Gefährdete Waffenruhe Israel meldet Beschuss aus Gaza

Die Waffenruhe zwischen Israel und den Palästinensern soll gebrochen worden sein: Eine Mörsergranate sei im Süden des Landes eingeschlagen, meldete Israels Militär. Die Hamas weist die Vorwürfe zurück.


Jerusalem - Israel ist laut Armeeangaben aus dem Gaza-Streifen angegriffen worden. Es wäre der erste Beschuss seit Inkrafttreten des Waffenstillstands zwischen Israel und der palästinensischen Hamas-Bewegung vor drei Wochen.

Eine vom Gaza-Streifen abgefeuerte Mörsergranate sei in Südisrael eingeschlagen, teilte ein Armeevertreter am Dienstag über den Kurznachrichtendienst Twitter mit. Das Geschoss, das im Grenzgebiet eingeschlagen sei, habe niemanden verletzt, auch Sachschäden hat es laut Armee nicht gegeben.

Die radikalislamische Hamas teilte mit, sie wisse nichts über einen derartigen Angriff. Ihr zufolge hielten sich die verschiedenen palästinensischen Gruppen im Gaza-Streifen an den Waffenstillstand.

Der unbefristete Waffenstillstand war am 26. August nach siebenwöchigen Kämpfen in Kraft getreten. Mehrere temporäre Feuerpausen waren zuvor gescheitert oder nicht verlängert worden.

Israel hatte Anfang Juli eine großangelegte Militäroffensive gestartet, um dauerhaft den Raketenbeschuss aus dem Gaza-Streifen zu unterbinden. Bei dem Einsatz wurden zahlreiche Munitionslager, Abschussrampen und Stellungen der Hamas und der Organisation Islamischer Dschihad zerstört, aber auch Hunderte unbeteiligte Zivilisten getötet.

Insgesamt wurden in dem Konflikt mehr als 2140 Palästinenser getötet, auf israelischer Seite starben 67 Soldaten und sechs Zivilisten.
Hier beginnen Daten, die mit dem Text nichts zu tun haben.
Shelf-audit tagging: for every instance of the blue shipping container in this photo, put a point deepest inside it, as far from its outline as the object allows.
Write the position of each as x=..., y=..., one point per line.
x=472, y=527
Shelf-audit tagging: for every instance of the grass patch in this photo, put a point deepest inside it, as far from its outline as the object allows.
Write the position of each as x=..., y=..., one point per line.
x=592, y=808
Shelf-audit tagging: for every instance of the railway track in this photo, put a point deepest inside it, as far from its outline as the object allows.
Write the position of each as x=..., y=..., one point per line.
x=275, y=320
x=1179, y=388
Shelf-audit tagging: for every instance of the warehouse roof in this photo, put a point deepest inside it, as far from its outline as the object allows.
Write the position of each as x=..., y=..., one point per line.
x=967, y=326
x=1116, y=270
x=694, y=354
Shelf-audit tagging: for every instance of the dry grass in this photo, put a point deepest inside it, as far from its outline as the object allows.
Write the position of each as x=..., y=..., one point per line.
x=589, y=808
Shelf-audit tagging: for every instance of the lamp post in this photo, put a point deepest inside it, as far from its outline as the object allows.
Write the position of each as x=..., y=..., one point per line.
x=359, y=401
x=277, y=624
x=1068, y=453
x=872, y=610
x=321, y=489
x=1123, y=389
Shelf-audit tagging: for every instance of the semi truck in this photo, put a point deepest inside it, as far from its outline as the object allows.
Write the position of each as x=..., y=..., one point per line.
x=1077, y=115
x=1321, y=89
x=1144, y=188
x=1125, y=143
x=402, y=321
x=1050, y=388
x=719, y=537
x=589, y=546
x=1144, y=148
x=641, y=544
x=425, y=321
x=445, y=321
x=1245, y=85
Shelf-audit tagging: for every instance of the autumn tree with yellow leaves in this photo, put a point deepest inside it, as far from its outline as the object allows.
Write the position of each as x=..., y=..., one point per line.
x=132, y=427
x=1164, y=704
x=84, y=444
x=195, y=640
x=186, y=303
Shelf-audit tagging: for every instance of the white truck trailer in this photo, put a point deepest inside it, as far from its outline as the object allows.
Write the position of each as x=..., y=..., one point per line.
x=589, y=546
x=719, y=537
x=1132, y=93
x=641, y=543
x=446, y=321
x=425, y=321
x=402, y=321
Nach wochenlangen Verhandlungen kam unter ägyptischer Vermittlung schließlich ein unbegrenzter Waffenstillstand zustande.

Wiederaufbauplan für Gaza-Streifen

Die Uno teilte noch vor dem Bericht über neuerlichen Beschuss am Dienstag mit, Vertreter Israels und der Palästinenser hätten sich auf einen provisorischen Wiederaufbauplan für den Gaza-Streifen geeinigt. Unter Vermittlung der Vereinten Nationen wurde demnach vereinbart, die Einfuhr von Baumaterialien für zivile Zwecke in das abgeschottete Küstengebiet zu ermöglichen.

Laut dem Uno-Sondergesandten für den Friedensprozess im Nahen Osten, Robert Serry, sollen die Vereinten Nationen sicherstellen, dass die Lieferungen nicht der radikalislamischen Hamas zugute kommen.

Serry forderte vor dem Uno-Sicherheitsrat, das Abkommen nun auch "ohne Verzögerung" umzusetzen. Es sei "ein Hoffnungsschimmer für die Menschen im Gaza-Streifen" und "ein wichtiger Schritt auf dem Weg zum Ziel, alle Restriktionen aufzuheben".

Ein- und Ausfuhren sowie Passierscheine für die Bewohner des Gaza-Streifens sind seit acht Jahren massiven eingeschränkt. Israels Regierung begründet die Einfuhrbeschränkungen mit der Gefahr, dass die ihr feindlich gesinnte Hamas Zugriff auf Lieferungen bekommen und diese zum Bau von Waffen und Bunkern nutzen könnte.